For parents who are still anxious, Dr. Phyllis Agran, professor emeritus at the UC Irvine School of Medicine's department of pediatrics and a fellow of the American Academy of Pediatrics (AAP), has a critical piece of advice: “Convert your anxiety into a positive action.” She recommends talking with your local community — pediatricians, other parents, school administrators, teachers and school bus drivers — to figure out the risks in your community and ask, “How can we make things safer for children?”

She says parents can also look at for information on children walking and biking safely to school, which is part of school bus safety. That's especially important for elementary-aged kids. NTSB traffic safety data from 2011 to 2020 revealed that 52% of school-age pedestrians killed in school transportation-related crashes were 5- to 10-year-olds.

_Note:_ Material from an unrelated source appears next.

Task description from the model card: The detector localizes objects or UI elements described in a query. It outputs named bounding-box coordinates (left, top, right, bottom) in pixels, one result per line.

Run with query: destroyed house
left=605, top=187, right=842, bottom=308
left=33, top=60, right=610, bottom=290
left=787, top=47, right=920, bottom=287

“According to research, children are more at risk when approaching or leaving a school bus,” says Hyder. He advises teaching kids to:

  • Stand back from the road while waiting for the bus

  • Not play or run near the bus stop

  • Wait for the bus to fully stop and for the door to open before standing up or approaching the bus when entering or exiting

  • Use handrails when mounting or descending the stairs on the bus

  • Listen to the bus driver and follow their instructions

According to Agran, young children “need to be accompanied by an adult supervisor” when walking to and from, and waiting at, a school bus stop. She also recommends that parents and kids avoid being distracted by their cellphones or other devices while en route to or from the bus stop.

The takeaway

Data from the NHTSA shows that only 0.3% of fatal motor vehicle traffic crashes involve school transportation. “U.S. students are 70 times more likely to get to school safely if they take a school bus instead of traveling by car,” says Agran. But if parents continue to worry, she encourages them to channel that energy into advocating for kids — by, for example, pushing for districts to add seat belts — because that’s what is “really important.”